Opinion of the Court

McMurray, Judge.

Defendant was convicted of the offense of possession of marijuana and sentenced to serve a term of three years in the penitentiary. He appeals, enumerating error as to the sufficiency of the evidence to support the verdict and that the court erred in refusing to grant his motion for mistrial when the assistant district attorney in the argument allegedly brought the defendant’s character into issue, there being no evidence to support the same. Held:

1. The argument portion of the trial was not taken down by the court reporter but the defendant contends that the prosecuting attorney was arguing that "Mr. G. O. Johnson may not know the defendant but the defendant may very well have good reasons to know who he is and what he does as a vice squad officer.” The court did state that this was substantially correct "that he said he may have good reason.” The court denied the motion, contending the prosecuting attorney was arguing deduction and had not attacked the defendant’s character. The court then instructed the jury that "you gentlemen will recall no inference was made whatsoever in that he attacked the character of this defendant. As I understand, he is merely arguing the possibilities of knowledge of identity of people... and you will consider it for that purpose only... the argument of Mr.

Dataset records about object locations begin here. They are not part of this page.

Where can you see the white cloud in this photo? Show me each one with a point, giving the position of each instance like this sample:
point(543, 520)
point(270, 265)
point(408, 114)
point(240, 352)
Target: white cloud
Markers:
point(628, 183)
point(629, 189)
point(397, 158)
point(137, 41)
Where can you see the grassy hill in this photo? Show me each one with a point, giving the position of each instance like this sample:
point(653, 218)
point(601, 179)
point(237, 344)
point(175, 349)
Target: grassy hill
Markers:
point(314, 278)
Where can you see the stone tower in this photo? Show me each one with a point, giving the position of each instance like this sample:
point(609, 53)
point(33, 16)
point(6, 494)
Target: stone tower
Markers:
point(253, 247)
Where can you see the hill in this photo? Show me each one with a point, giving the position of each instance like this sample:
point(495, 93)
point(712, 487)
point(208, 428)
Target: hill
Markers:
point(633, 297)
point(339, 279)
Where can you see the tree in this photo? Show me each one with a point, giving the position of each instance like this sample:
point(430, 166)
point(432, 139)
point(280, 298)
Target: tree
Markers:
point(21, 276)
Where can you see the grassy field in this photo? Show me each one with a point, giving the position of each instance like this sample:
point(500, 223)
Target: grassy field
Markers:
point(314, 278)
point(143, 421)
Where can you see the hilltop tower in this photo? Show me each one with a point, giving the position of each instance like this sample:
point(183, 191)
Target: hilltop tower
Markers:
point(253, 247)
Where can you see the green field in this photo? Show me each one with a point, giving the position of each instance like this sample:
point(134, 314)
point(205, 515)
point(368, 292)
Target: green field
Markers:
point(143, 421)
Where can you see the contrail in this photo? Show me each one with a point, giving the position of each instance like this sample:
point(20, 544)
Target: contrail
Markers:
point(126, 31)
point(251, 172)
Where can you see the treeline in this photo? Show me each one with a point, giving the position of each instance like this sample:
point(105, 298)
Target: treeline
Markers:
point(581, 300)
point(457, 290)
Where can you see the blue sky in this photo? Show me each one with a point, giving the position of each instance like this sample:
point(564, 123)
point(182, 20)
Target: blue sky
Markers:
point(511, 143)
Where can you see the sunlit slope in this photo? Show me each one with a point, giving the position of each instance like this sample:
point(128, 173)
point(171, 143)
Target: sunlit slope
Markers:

Smith is only from the standpoint of the argument of possibility of knowledge of somebody and will not be considered by you as any indication of any bad character whatsoever on the part of this Defendant.” G. O. Johnson was a witness in the case, but defendant fails to point out in the transcript what the testimony might have been that Johnson gave which may or may not have authorized the deductions *446argued by the district attorney. The brief is incomplete, but it appears that the court properly handled the matter. We do not consider that the defendant’s character has been put in issue by the argument, whatever it might have been other than the above. The defendant has failed to support his brief by a reference to the pages in the transcript where the evidence may be found and examined to test the so-called deductions made by the prosecuting attorney. See Rule 18 (c) (Code Ann. § 24-3618) as to structure and content. We find no error in this complaint.

Submitted November 3, 1976 Decided November 15, 1976. Elkins & Flournoy, Paul R. Gemmette, James A. Elkins, Jr., for appellant. E. Mullins Whisnant, District Attorney, William D. Smith, Assistant District Attorney, for appellee.

2. The evidence shows that pursuant to a search warrant and as a result of said search, a quantity of marijuana was found in the attic portion of defendant’s apartment located near a trap door in the ceiling of a closet in Apartment 4 where the defendant lived. There was other testimony that this area could possibly be reached from the other apartments. However, there was some testimony that the defendant combed or brushed some marijuana residue out of his hair and from his shoulders in the bathroom of the apartment. The witness also testified that there was some marijuana in the apartment, as well as the quantity found in the ceiling, due to residue but that it was not present at the trial. The finding of suspected marijuana, that is residue, within the closet, in the defendant’s hair and on his shoulders, as well as several bags positively identified by laboratory experts found some three or four inches from the hole in the ceiling (trap door) over the closet in the defendant’s apartment was sufficient to support the verdict.

Judgment affirmed.

Quillian, P. J., and Marshall, J., concur.